Published February 1, 2007

Only 22 of the 50 states are considering mercury reduction plans more stringent than the Clean Air Mercury Rule (CAMR) enacted by the U.S. Environmental Protection Agency (EPA).

Under CAMR, the states had until November 17, 2006 to file with EPA mercury reduction plans at least as stringent as CAMR or risk EPA implementing CAMR for them.

Twenty-eight of the 50 states will either administer CAMR themselves or allow EPA to administer it for them.

Boost to EPA

Having the majority of states choose to adopt the EPA standards is a boost for the agency.

EPA is facing a lawsuit from environmental activist groups and several states charging CAMR’s requirement of a 70 percent reduction in power plant mercury emissions by 2018 is too permissive.

EPA counters that current technology makes more stringent reductions prohibitively expensive; that its new rule is the first time the federal government has ever limited mercury emissions; and that states have been given the authority to impose stricter limits if they choose.

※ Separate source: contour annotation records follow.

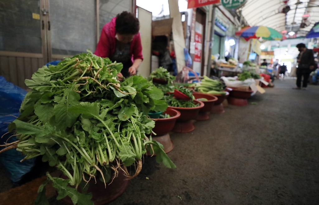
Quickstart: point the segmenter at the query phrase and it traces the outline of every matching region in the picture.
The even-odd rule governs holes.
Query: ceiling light
[[[228,41],[228,43],[229,44],[229,45],[231,46],[232,46],[236,44],[236,43],[235,42],[235,40],[233,39],[229,39]]]

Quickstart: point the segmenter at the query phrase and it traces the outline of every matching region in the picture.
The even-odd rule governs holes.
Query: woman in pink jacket
[[[119,78],[135,75],[143,60],[139,30],[138,20],[127,11],[118,14],[103,26],[94,54],[122,63]]]

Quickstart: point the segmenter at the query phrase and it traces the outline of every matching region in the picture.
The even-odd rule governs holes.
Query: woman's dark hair
[[[297,46],[296,46],[296,47],[297,47],[298,48],[305,48],[306,45],[304,43],[299,43],[297,44]]]
[[[133,34],[138,33],[139,21],[135,15],[127,11],[117,14],[115,20],[115,32],[119,34]]]

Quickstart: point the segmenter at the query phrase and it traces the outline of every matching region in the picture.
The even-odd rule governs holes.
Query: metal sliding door
[[[97,43],[95,0],[48,0],[49,60],[94,52]]]
[[[0,2],[0,75],[26,88],[24,80],[46,61],[42,0]]]

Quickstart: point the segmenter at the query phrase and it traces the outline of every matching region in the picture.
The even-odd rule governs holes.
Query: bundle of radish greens
[[[115,177],[120,169],[131,179],[140,171],[147,149],[156,154],[158,162],[175,167],[163,146],[146,136],[155,124],[149,111],[167,107],[162,92],[140,76],[120,83],[116,75],[122,63],[88,52],[44,66],[26,80],[32,90],[21,115],[8,127],[19,140],[4,145],[1,151],[16,149],[26,155],[24,159],[42,155],[69,178],[47,173],[36,205],[48,204],[45,185],[50,181],[57,199],[69,196],[74,204],[93,204],[92,194],[79,192],[79,185],[97,178],[106,186],[111,172]],[[133,164],[136,170],[130,175],[126,167]]]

Even proponents of more severe mercury reduction requirements acknowledge CAMR will substantially reduce current environmental mercury levels.

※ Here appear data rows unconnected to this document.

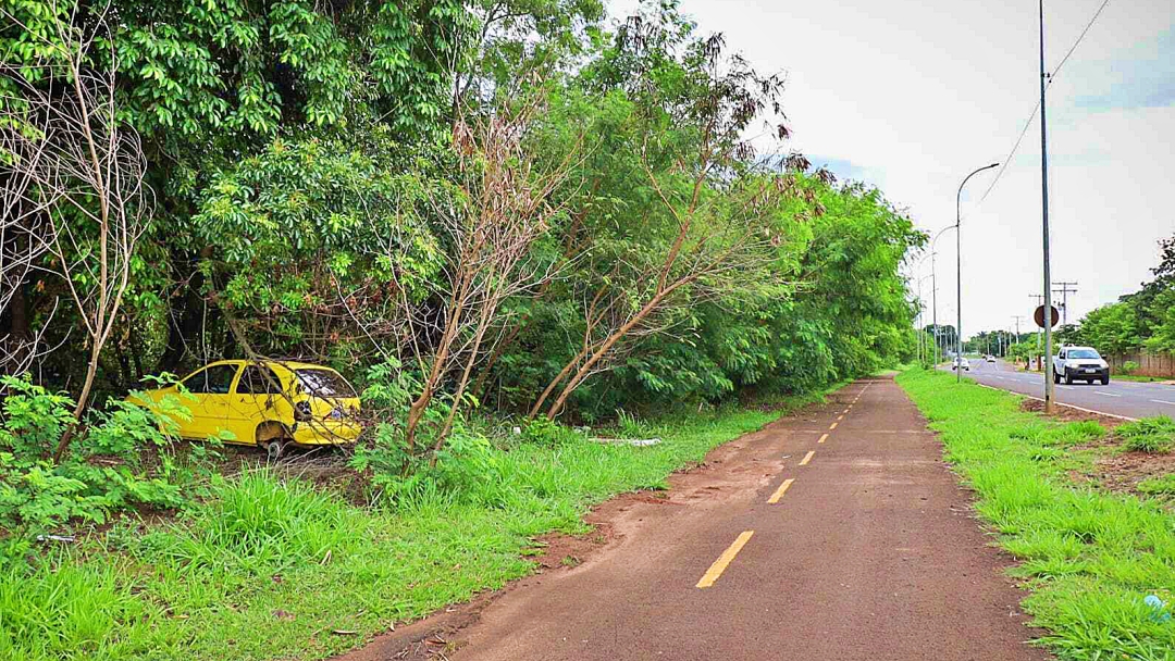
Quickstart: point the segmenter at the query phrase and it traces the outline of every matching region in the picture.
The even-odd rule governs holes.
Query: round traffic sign
[[[1049,308],[1053,309],[1052,310],[1053,318],[1050,321],[1053,322],[1053,325],[1055,326],[1058,319],[1061,318],[1061,313],[1056,310],[1056,305],[1049,305]],[[1033,312],[1032,318],[1035,319],[1038,326],[1045,328],[1045,306],[1043,305],[1038,306],[1036,311]]]

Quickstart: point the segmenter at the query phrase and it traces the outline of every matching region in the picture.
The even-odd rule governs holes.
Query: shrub
[[[579,434],[577,434],[575,430],[568,429],[546,416],[538,416],[533,420],[526,423],[526,426],[523,427],[522,431],[522,439],[524,441],[537,445],[555,446],[563,443],[575,441],[578,438]]]
[[[2,377],[7,390],[0,413],[0,527],[31,538],[69,520],[103,522],[113,512],[135,506],[176,507],[182,472],[163,448],[175,421],[128,402],[92,411],[61,463],[49,459],[73,423],[69,397]],[[163,411],[187,414],[177,402]],[[150,451],[157,461],[145,460]]]

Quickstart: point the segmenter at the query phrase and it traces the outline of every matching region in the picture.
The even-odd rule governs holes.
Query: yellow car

“Federal rules will certainly improve the situation. They require power plants to lower mercury emissions by 70 percent over a period of 13 years,” observed the December 4 Louisville Courier-Journal, which nevertheless has supported the call for even more stringent standards.

No Harm Shown

Scientists have noted a lack of evidence connecting current environmental mercury levels with any harm to human health. That being the case, the call for cuts deeper than those proposed by CAMR seems like overkill to many.

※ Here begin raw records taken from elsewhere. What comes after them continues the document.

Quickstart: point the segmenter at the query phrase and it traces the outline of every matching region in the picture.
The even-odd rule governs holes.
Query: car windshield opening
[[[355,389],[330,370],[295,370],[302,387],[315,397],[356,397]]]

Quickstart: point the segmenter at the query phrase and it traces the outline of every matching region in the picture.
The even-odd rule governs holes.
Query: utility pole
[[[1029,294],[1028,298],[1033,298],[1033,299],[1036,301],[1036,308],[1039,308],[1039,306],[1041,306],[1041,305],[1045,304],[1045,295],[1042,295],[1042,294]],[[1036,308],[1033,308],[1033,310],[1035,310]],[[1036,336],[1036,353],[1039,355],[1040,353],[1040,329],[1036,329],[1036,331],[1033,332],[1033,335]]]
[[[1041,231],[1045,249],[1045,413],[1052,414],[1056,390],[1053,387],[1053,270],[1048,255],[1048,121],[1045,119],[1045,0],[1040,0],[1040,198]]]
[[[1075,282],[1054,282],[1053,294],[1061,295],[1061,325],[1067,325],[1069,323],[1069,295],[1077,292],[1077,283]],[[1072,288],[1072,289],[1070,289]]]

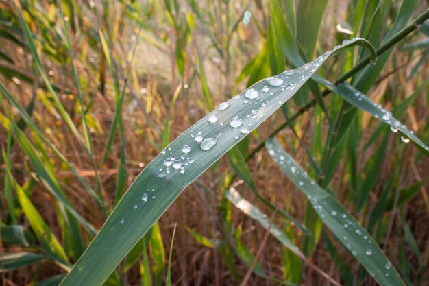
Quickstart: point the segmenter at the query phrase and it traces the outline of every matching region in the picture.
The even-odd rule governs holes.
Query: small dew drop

“There is a great deal of science that undermines the assertion that mercury is harming human health,” said Dr. Gilbert Ross, medical director for the American Council on Science and Health.

“The American populace is exposed to very little environmental mercury,” Ross noted, “and the chances of mercury health harms are quite remote. Individual states taking action against mercury are merely a public relations move that will have absolutely no effect on public health.”

Restricting U.S. power plant emissions would have little impact on environmental mercury levels anyway, Ross said.

“Most of our environmental mercury comes from other nations, mostly China and the Pacific Rim. Power plant-generated mercury emissions in the U.S. are quite minute by comparison,” said Ross.

James Hoare ([email protected]) is an attorney practicing in Syracuse, New York.